Based on sequencing, the 16S rRNA libraries were dominated by Proteobacteria-like sequences, which included Alphaproteobacteria, Betaproteobacteria and Gammaproteobacteria. Other than the phylum Proteobacteria, we also encountered Nitrospirae. Amongst the two 16S rRNA clone libraries generated from well 28, in comparison to the library 28WS2010, there was an observed decrease in the number of Burkholderiales and Pseudomonadales-like 16S rRNA clones in library 28WS2011. The assemblage of Rhodocyclales increased in this well between the two sampling events.

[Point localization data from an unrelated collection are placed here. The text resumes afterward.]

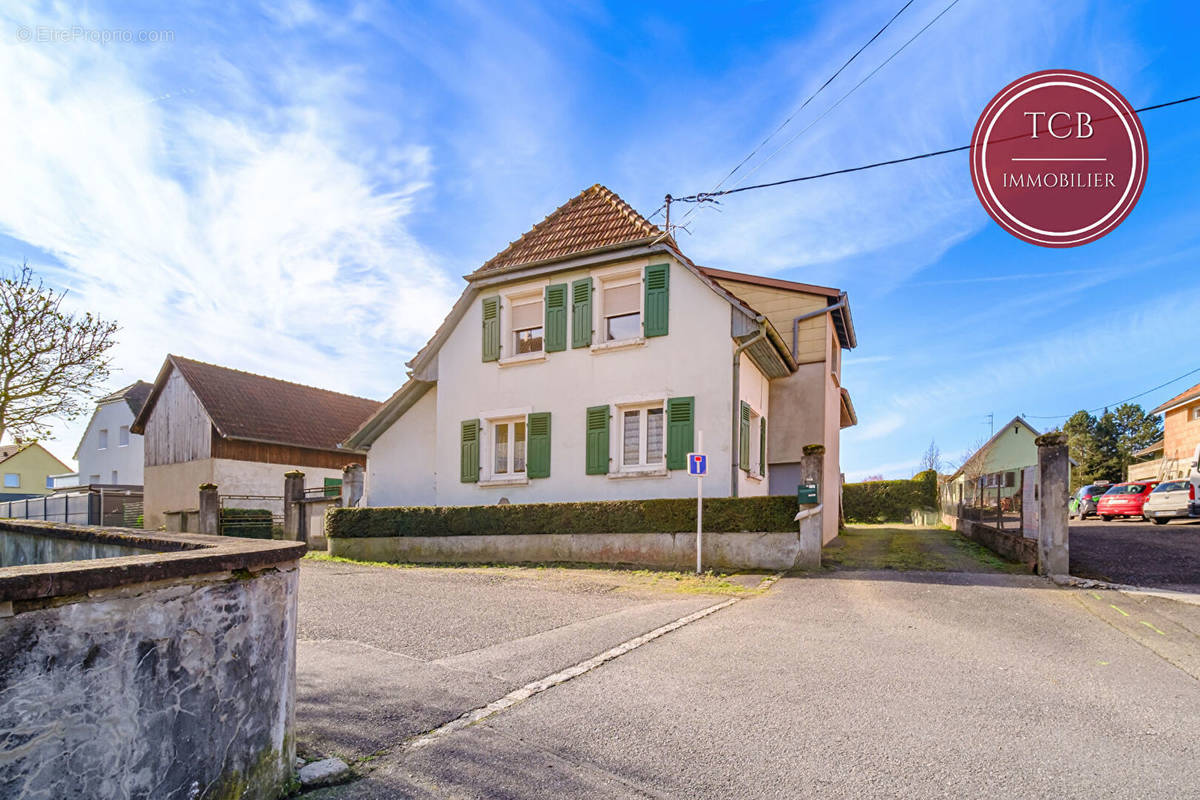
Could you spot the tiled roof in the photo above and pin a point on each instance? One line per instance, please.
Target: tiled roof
(245, 405)
(592, 220)
(1182, 397)
(136, 395)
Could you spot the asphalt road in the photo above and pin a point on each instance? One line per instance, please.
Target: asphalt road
(845, 684)
(1137, 552)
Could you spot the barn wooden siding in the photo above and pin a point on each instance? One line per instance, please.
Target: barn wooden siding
(179, 429)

We observed heterogeneity in the 16S rRNA clones in well 204, where the number of 16S rRNA clones under the bacterial order Burkholderiales increased in library 204WS2011 in comparison to 204WS2010. However, the assemblage represented by Pseudomonadales and Rhodocyclales-like sequences decreased between the sampling events. Heterogeneity in the clone libraries was also observed among the 16S rRNA phylogeny, where Alphaproteobacteria-like16S rRNA sequence detected showed close similarity (99%) with 16S rRNA of the nitrite and selenite reducing bacterium Rhizobium selenitireducens strain B1 (detected only in 204WS2010). In addition, we detected phylum Nitrospirae in well 204, where 4 16S rRNA clone sequences (from the library 204WS2011) showed 100% identity with 16SrRNA of iron-oxidizing bacterium Leptospirillum sp. E4-L9.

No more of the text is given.